Got a kettle that’s given up the ghost? Or a hairdryer that’s no longer in working order?
SCDC are urging residents not to put small electrical items in general waste but take them to recycling banks of which two new locations are now being trialled.
Since mid-February 2017, special recycling banks for small WEEE (small waste electronic and electrical equipment) have been in place at the community recycling points at the Market Place car park in Saxmundham, and behind the Deben Pool swimming pool in Station Road, Woodbridge, as a trial scheme.

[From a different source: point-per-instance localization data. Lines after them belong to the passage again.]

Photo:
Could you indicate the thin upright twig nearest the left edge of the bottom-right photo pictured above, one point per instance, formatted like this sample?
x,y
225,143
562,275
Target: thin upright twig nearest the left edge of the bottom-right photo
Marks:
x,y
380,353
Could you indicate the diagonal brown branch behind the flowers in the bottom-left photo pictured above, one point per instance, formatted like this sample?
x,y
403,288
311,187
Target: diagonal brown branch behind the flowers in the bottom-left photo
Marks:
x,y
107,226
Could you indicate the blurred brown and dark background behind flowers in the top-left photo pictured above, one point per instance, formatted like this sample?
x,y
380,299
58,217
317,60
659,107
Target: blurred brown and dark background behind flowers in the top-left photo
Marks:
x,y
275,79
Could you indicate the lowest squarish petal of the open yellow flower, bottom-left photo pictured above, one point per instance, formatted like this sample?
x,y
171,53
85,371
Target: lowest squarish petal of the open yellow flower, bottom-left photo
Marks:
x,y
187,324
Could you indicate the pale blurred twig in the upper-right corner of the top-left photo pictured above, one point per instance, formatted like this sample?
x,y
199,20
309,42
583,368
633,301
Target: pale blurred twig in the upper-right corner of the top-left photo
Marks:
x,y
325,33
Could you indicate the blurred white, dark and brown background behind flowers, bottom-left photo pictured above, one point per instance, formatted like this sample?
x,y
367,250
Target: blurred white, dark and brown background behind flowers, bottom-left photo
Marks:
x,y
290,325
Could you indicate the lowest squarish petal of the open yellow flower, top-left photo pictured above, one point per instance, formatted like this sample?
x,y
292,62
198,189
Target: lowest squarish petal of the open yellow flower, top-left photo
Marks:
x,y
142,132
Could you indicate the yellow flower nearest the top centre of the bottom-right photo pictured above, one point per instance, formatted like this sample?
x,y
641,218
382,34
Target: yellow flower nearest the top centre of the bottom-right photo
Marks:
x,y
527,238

The trial facilities in Saxmundham and Woodbridge complement existing facilities at the three Household Waste Recycling Centres in the district at Felixstowe, Leiston and Foxhall, all of which also accept waste electrical and electronic items in addition to a comprehensive range of other household items for recycling, meaning that people living in or near these five locations now have an electrical waste recycling point nearby.
The new facilities enable residents to deposit waste items such as hairdryers, kettles, toasters, electric clocks, irons, food mixers, DVD players, radios and small electrical hand tools, and are serviced by the Council’s operational partner Suffolk Coastal Norse.
The new banks in Saxmundham and Woodbridge have already been found to have diverted around 2 tonnes, comprising an estimated 1500 small domestic appliances destined for recycling, which might otherwise have gone to waste. The trial is ongoing, and Suffolk Coastal will continue to monitor its effect.
Households in the UK have an average of 25 electrical and electronic items and, currently, only 10% of them end up being recycled when they reach the end of their useful life. These items should not be placed in any of the wheeled bins that residents have at home, as they contain a mixture of materials, including metals that can be harmful if not disposed of correctly, but which are valuable if recycled properly.
Electrical items are one of the common contaminants found in the blue-lidded recycling wheeled bins, causing problems at the recycling sorting facility at Great Blakenham. The items also cause problems when they are placed in the grey-lidded residual bins, as the hazardous materials affect the quality of the ash residue which is a product of the incineration process at the Energy from Waste Plant.
Cllr Carol Poulter, cabinet member for the Green Environment, said: “We hope the recycling points encourage more people to recycle their electrical items as they make it more convenient for local residents to recycle small electrical and electronic items in the correct way.
“The recovery of the potentially hazardous but valuable components that these electronic items contain is an added bonus of this recycling initiative which will help protect the local and global environments for future generations to come.
“Of course, if your unwanted electrical or electronic items are in good condition and full working order, consider offering them for reuse via local charity shops or an online reuse network, and help keep them out of the waste stream in the first place.”
The community recycling point behind the Deben Pool in Woodbridge has also recently seen its textile bank capacity upgraded.